それまで余裕の表情で走っていた緑組のアンカーは、突如自分の横に現れた林田に、大層驚いた表情を見せた。そこにはもう、先程までの余裕などどこにも見られない。一方で、林田は実に楽しそうに走っている。抜かしてきた奴のことなど見えていないのか、横にいる緑組のアンカーですら視界に入っていないのか、ただ走るのが楽しいと言った表情で走っている。
「努力は必ず報われる、なんて事はこれっぽっちも思いはしないけどさ。ああやって走ってる元基を見てると、何かを全力でやるって気持ちのいいことなんだろうなって思うよね」
きっと、林田は視界の隅で遠ざかる緑色のハチマキなど見えていないのだろう。前へ、前へ、ただ前に進む為だけに脚を回す。そうやって切ったゴールテープは、彼にとってどんな意味を持っていたのだろう。
「ほら、宣言通り元基が一位だ」
「なんだ、林田が一位でゴールするって分かってたみたいに言うな」
「だって、あの元基が負けるわけないじゃん?あんなに頑張った人がさ」
この時、俺はある覚悟を決めた。それまで、何となく考えていたけれど、とてもじゃないけど勇気がないと隠していた思い。

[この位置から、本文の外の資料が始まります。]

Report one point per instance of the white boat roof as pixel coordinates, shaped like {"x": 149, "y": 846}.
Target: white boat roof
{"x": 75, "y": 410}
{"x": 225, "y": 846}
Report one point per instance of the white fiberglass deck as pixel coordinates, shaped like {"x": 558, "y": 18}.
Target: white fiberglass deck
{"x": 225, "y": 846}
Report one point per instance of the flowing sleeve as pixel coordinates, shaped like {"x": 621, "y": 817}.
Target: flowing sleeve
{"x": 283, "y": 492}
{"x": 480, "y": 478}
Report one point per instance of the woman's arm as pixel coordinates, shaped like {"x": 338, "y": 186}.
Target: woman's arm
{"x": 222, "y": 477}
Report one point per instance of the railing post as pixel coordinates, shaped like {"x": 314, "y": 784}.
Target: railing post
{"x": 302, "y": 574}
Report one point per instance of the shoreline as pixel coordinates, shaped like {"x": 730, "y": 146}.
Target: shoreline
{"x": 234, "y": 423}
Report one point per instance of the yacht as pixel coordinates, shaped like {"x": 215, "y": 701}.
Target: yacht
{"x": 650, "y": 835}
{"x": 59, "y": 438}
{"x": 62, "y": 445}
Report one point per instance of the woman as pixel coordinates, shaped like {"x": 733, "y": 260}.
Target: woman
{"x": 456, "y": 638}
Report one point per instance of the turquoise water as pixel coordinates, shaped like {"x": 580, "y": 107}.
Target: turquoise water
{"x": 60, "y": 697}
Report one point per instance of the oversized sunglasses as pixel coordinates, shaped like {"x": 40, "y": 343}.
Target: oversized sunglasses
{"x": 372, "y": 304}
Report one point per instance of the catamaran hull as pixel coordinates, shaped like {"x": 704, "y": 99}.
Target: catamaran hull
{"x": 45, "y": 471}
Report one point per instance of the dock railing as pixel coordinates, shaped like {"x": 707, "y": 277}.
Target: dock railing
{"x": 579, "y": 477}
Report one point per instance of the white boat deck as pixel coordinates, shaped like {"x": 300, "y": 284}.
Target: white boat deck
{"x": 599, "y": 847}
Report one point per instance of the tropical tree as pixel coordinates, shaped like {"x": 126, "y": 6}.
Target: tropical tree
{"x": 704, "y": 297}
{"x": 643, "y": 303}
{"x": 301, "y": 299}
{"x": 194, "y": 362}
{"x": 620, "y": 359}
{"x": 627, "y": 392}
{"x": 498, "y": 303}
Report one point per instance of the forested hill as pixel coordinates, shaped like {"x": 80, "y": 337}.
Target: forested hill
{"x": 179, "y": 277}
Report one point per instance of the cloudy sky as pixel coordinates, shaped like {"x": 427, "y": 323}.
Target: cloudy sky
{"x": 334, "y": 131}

けれど、林田の勇姿を目にして、俺は決心した。
「俺さ、望月先生に告白しようと思う」
*****
初夏の空は変わらず青く、赤組が授かった優勝旗がよく映えていた。
最後まで熱気に満ちた体育祭は、赤組の優勝で幕を閉じた。それと同時に、俺達の中学最後の体育祭が終わってしまった。

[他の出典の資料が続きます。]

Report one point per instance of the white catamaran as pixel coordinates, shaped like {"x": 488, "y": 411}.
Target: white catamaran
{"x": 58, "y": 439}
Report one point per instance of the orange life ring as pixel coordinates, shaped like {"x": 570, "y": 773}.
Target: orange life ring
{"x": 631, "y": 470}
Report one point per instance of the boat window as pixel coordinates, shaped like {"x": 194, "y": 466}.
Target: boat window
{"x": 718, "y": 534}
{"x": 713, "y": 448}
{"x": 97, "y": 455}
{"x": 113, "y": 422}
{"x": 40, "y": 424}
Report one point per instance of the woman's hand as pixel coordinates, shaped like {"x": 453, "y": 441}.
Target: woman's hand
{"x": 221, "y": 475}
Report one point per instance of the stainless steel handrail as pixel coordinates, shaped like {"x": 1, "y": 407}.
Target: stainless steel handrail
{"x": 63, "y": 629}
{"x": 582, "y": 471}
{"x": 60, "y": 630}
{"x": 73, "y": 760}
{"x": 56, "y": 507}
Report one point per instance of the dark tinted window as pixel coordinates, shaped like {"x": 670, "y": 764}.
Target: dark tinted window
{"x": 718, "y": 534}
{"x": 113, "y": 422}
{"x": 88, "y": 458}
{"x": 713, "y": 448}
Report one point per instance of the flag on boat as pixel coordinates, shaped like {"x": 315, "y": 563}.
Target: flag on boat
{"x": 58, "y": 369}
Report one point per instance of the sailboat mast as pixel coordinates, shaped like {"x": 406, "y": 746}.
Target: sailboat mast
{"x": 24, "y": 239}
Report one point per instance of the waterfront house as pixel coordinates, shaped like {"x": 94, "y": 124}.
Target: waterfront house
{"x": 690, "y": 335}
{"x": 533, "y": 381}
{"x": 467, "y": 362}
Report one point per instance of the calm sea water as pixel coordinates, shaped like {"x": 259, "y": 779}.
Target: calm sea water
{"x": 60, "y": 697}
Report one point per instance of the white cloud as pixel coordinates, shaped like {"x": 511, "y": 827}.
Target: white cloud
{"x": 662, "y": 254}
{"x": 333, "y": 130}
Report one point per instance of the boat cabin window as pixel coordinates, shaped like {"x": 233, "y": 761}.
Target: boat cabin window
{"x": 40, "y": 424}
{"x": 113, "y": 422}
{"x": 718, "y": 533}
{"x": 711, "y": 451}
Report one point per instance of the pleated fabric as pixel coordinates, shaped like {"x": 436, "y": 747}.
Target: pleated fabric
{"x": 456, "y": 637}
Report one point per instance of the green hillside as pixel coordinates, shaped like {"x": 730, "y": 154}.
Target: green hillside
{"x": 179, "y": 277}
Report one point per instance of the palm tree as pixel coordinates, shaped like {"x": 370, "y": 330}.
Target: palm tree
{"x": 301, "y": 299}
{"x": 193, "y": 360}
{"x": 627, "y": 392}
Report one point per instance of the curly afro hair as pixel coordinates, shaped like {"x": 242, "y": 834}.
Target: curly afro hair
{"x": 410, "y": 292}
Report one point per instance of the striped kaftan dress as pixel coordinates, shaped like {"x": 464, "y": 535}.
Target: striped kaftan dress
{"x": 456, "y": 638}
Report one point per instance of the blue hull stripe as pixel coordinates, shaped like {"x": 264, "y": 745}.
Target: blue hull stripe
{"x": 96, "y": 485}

終わってみて、別に寂しいとか、悲しいとか、そんな感情は思いのほか無く、寧ろ清々しい気持ちで満たされていた。普段だったらこんなに何かを必死に頑張るなんてしない俺が、クラスの仲間や、富田、林田の友人達と助け合いながら一つのことを達成したのだ。そんな日に、悔いなどない。
「これで体育祭も終わりかぁ」
「これからは、受験勉強だな」
「げっ!嫌なこと思い出させないでよ元基!」
六月の体育祭が終われば、俺達中学生に残されているのは、高校受験という一大イベントだ。きっと、休み明けからは先生達も口を酸っぱくして勉強しろと言ってくるのだろう。でも、望月先生は違うかもしれない。
(あっ・・・)
「どうした?田所?」
分かっていたことなのに、いざそう思ってしまうと、どうも苦しくて仕方ない。
「休み明けからは、望月先生いないもんね・・・」
「そうだったな・・・」
けれど、俺は決心したんだ。これまでの自分とは違う、何かに必死に頑張れる自分になるんだと。それが、途方もないことだとしても。
「大丈夫だよ。俺、この後望月先生に告白して来るから」
すると、この話を初めて聞いた林田は目を丸くして呆然としていた。
「いや!田所、おま・・・」
すると、富田は林田を止めるようにゆっくりと首を横に振った。
「ただっちはそれでいいんだよね?」
林田の言いたいことも分かる。きっと、林田が言っていることが正解なのだろう。だけど、好きだってくらいは、正直に生きていきたいんだ。だって、これが初めての恋だから。
「ああ。覚悟は決めている」
その思いを汲み取ってくれたのか、林田はゆっくりと頷いてくれた。そして、
「頑張れよ」
「頑張ってね!」
二人の友人は、俺の背中を押してくれた。
*****
放課後、片付けをしていた望月先生に声を掛けた。